L’inspection de cette figure laisse ainsi penser que l’écart entre ces deux statistiques pourrait bien être informatif et lié aux grands chocs économiques. Plus récemment, on remarque une fois de plus ce que la plupart des analystes macro savent déjà: l’Establishment présentait jusqu’à il y a peu encore une vision de l’emploi US plus positive que le taux de chômage lui-même – souvenons-nous de la sonnette d’alarme tirée par la règle de Sahm l’an passé. Qu’est ce que cet écart entre métriques nous dit de la situation actuelle aux Etats-Unis?

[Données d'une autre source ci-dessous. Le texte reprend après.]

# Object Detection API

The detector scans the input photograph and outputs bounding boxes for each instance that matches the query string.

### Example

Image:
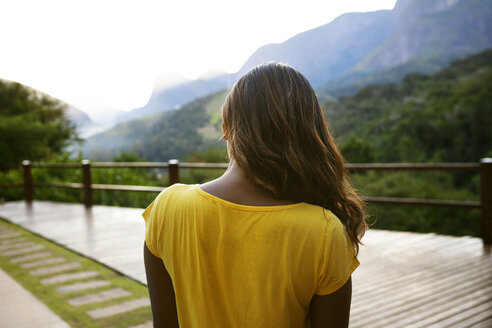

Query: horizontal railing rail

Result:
[0,158,492,249]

Des vrais et des faux signaux
La Figure 2 compare les périodes de récession américaines avec la différence entre le taux de chômage de l’Establishment et celui du Household survey. Lorsque cette différence est négative, l’Household survey pointe vers une situation moins positive que l’Establishment survey. On le lit sur le graphique, une différence très négative a tendance à survenir simultanément aux grandes récessions américaines: ce fut notamment le cas au cours de la double récession des années 80, de la crise de l’investissement du début des années 90 ainsi qu’au cours des récessions de 2001 et de 2008. Bien évidemment, ce type de statistique vient avec un certain nombre de faux signaux, notamment en 1977 ainsi qu’en 1984-1985. Plus récemment, on le lit à la fin du graphique, la statistique se détériore à nouveau. Evidemment, très peu de faux signaux ont été obtenus lorsque la différence entre les deux données avoisine 1.5%, mais l’étendue de ces révisions peut considérable modifier le point que nous observons actuellement, et ce dans un futur proche. Il reste néanmoins essentiel de bien garder à l’esprit que les deux enquêtes peuvent fournir des résultats très différents, et que cette différence peut également nous informer au sujet des risques auxquels l’économie américaine fait face. Pour le moment, c’est un clair «red flag» que seules des «hard data» peuvent venir confirmer ou non.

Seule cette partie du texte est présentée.